Et je ne dors pas de la nuit. Au lieu du sommeil : des questions. Qui suis-je? Pourquoi suis-je? Ou plutôt, surtout : pourquoi suis-je une enflure, un porc, un néant moral, un scélérat. J’aurais pu être qui bon me semblait, j’ai tout pour être un grand, on m’a dressé pour la grandeur, j’aurais pu être un grand dans la moitié de l’Europe, à Berlin et à Varsovie, on m’a donné tant de possibilités, on en donne rarement autant à quiconque, et moi, je ne fais que boire, j’ai bu au Cristal et au Gastronomia, je bois, je m’assomme et je dessine des gonzesses à poil, et chaque gonzesse à poil que je dessine est mon vainqueur, elle m’étrille, elle me bat à plates coutures, chaque gonzesse à poil que je dessine prend possession de moi. C’est pourquoi je ne dessine presque plus. Je ne suis pas un artiste, j’ai seulement fait un peu semblant. Je ne suis personne, et d’autant plus qu’on m’a tellement donné, et plus j’ai reçu et plus grande est ma vilenie, ma bassesse, ma misère et ma défaite. Moi, pas moi, rien-moi.
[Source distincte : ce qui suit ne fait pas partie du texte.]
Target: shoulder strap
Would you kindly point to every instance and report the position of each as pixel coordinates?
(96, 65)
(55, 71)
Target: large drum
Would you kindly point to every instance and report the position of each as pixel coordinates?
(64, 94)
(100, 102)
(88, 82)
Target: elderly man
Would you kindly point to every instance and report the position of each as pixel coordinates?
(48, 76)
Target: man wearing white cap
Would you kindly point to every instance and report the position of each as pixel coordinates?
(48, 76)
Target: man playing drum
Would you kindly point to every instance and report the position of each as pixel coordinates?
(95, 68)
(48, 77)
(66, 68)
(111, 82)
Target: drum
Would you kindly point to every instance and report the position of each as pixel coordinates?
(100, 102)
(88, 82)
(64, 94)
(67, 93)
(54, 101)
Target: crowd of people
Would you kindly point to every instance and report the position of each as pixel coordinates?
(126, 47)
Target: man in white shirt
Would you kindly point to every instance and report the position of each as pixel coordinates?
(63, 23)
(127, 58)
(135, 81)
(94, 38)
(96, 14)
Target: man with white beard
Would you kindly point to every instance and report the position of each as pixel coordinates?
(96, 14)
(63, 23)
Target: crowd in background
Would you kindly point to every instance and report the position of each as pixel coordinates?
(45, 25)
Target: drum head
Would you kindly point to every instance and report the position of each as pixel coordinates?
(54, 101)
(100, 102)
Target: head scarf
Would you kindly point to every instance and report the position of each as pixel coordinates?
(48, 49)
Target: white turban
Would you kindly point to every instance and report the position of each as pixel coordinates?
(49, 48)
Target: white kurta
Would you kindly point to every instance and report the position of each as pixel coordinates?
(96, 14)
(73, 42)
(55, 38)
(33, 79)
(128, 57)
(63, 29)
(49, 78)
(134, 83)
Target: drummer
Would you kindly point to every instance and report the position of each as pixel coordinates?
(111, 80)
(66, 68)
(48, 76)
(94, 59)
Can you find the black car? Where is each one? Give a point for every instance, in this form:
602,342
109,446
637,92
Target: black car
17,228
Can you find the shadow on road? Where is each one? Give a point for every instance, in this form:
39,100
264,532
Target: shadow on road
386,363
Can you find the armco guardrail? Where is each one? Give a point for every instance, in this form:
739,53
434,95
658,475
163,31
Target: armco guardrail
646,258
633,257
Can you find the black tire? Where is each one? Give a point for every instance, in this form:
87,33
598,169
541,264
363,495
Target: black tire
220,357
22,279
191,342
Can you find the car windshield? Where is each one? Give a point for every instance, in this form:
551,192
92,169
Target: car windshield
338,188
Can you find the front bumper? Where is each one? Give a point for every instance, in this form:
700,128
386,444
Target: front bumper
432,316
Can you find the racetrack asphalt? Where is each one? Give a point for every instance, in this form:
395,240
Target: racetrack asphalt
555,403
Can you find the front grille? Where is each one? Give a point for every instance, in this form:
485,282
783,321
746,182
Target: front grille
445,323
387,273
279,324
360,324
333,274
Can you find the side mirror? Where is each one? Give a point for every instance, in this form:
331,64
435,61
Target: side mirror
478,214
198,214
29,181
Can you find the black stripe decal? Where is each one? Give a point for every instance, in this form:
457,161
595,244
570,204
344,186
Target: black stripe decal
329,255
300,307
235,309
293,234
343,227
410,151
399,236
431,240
1939, alors que Varsovie est envahie par les troupes allemandes, Konstanty Willemann est tiraillé entre ses origines et ses faiblesses. Père de famille dissolu, morphinomane à ses heures, noceur, allemand par son père, polonais par sa mère, l’arrivée de l’envahisseur allemand le ramène à ses contradictions et ses doutes. Et, alors qu’il continuera d’espérer avoir une emprise sur son avenir, ce sont les diverses femmes de sa vie (Hela, Salomé, sa mère, Dzidzia, Hida) qui vont l’emmener vers son destin.
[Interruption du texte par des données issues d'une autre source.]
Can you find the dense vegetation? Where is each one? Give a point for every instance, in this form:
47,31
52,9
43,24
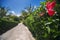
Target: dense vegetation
7,21
42,24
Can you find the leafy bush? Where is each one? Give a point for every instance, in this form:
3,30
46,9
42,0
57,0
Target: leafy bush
6,25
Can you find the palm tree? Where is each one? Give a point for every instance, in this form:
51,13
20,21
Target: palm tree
3,12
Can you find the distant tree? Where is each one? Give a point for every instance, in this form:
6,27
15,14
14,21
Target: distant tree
3,12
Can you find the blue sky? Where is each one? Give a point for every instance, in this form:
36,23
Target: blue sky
18,5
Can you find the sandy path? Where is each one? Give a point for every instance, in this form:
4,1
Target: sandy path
20,32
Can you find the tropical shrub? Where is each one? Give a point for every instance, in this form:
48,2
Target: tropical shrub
45,25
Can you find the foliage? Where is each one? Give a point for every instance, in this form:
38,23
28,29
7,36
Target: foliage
7,21
44,27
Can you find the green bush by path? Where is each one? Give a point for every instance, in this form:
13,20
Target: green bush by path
6,25
44,27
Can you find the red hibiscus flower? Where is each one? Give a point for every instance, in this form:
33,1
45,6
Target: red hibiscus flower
51,12
50,6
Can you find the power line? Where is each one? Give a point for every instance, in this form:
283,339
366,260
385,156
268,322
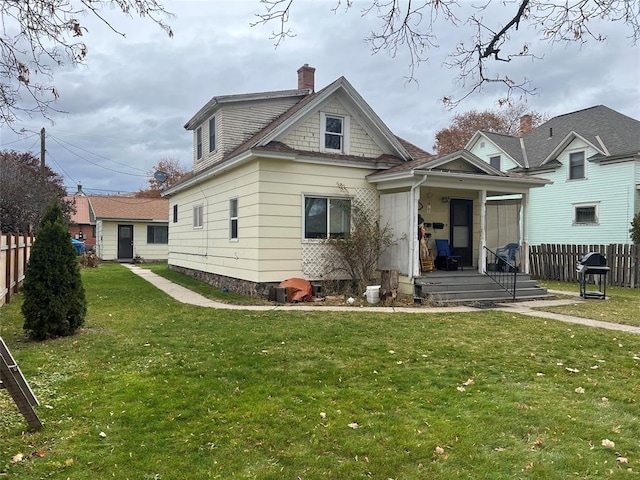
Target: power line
97,164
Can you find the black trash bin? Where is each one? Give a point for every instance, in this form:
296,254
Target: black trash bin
594,264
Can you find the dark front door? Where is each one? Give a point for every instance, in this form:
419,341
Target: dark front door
125,242
461,229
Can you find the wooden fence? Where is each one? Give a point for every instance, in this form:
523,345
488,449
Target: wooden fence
14,254
558,262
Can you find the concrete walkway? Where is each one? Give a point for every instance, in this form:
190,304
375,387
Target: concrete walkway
187,296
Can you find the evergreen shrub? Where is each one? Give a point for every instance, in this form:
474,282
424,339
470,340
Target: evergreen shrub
54,298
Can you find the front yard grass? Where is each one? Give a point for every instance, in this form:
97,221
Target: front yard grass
622,305
154,389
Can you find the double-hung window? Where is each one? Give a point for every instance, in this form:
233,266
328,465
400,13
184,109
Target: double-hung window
233,219
326,217
212,134
335,133
576,166
585,214
197,216
157,234
199,143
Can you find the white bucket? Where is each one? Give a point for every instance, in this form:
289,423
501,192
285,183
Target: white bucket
373,293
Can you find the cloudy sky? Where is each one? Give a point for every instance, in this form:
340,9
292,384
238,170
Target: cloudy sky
126,107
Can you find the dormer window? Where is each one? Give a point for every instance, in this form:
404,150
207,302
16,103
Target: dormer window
576,166
212,134
335,133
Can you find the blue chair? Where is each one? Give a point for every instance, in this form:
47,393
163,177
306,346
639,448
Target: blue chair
506,257
445,259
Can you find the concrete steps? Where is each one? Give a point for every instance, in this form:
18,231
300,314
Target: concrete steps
471,286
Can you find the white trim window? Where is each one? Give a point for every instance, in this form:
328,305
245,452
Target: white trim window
199,143
198,216
586,213
233,219
577,166
212,134
334,133
326,217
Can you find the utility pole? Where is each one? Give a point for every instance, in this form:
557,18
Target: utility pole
42,150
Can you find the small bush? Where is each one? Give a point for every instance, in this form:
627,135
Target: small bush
54,299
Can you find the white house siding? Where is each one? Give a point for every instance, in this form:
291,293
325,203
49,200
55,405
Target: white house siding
270,193
491,150
551,208
236,123
307,135
107,241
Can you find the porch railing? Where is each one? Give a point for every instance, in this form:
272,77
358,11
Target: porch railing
502,272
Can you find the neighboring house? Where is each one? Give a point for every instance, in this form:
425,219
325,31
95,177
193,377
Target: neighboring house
274,171
82,225
128,228
592,158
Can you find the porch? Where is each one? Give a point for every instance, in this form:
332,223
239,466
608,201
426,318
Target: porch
463,286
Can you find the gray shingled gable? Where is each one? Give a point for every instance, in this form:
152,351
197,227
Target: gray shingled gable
620,134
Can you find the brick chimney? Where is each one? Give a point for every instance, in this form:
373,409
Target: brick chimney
526,124
306,79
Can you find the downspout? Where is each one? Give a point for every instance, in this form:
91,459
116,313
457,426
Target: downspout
413,226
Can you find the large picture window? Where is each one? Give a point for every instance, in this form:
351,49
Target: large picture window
197,216
576,166
157,234
326,217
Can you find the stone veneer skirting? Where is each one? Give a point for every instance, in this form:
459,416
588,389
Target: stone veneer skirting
235,285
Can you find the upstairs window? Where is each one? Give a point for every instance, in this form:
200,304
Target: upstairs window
197,216
335,133
212,134
233,219
576,166
157,234
326,217
199,143
585,214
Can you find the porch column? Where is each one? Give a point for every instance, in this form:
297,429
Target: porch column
525,232
482,253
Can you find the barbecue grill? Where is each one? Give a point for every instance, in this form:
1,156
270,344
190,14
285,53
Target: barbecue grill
594,264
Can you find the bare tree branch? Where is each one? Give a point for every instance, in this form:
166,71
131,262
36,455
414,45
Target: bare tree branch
410,25
37,36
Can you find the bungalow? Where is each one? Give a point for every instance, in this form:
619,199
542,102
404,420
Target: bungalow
273,172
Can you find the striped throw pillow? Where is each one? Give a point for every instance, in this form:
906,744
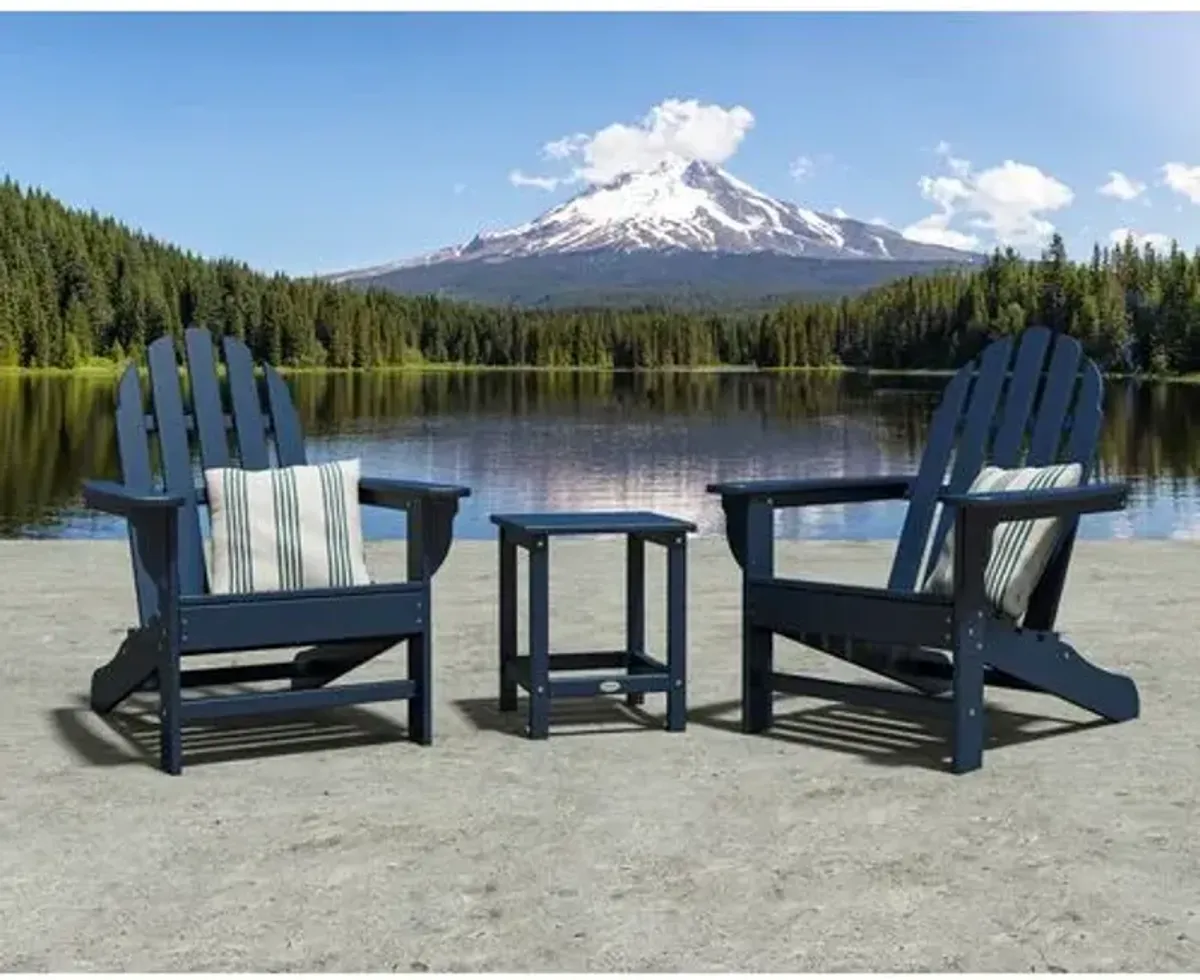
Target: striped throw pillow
286,529
1020,549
Il n’y a là aucun signe, rien que des coïncidences; nulle chose ne recèle plus que la chose elle-même, le référent égale le signe.

Szczepan Twardoch nous entraîne à la suite de son héros « sans cœur et sans patrie » dans un un récit aussi sombre que virtuose. Comme Konstanty paraît ballotté par les événements de l’Histoire et ses pulsions, le lecteur est emmené d’un passage à l’autre comme si aucune logique n’y présidait. Tout comme les « décisions » de son personnage central lui viennent malgré lui, comme si la parole par laquelle il en faisait état était indépendante de lui-même et n’était plus l’expression de sa volonté, la phrase de l’auteur polonais semble épouser le chaos du monde dans lequel évolue ses personnages. Et ainsi son chaos rend-t-il compte à la perfection de celui de l’Histoire.

Car est-ce que tu sais, mon bien-aimé, que rien n’est étrange et qu’il n’y a pas de concours de circonstances, le monde est chaos, les circonstances ne font pas de concours, mais elles flottent les unes à côté des autres, étant parfaitement indifférentes, comme sont indifférentes entre elles les pierres et les étoiles?

Szczepan Twardoch, Morphine, 2012, Noir sur Blanc, trad. Kamil Barbarski.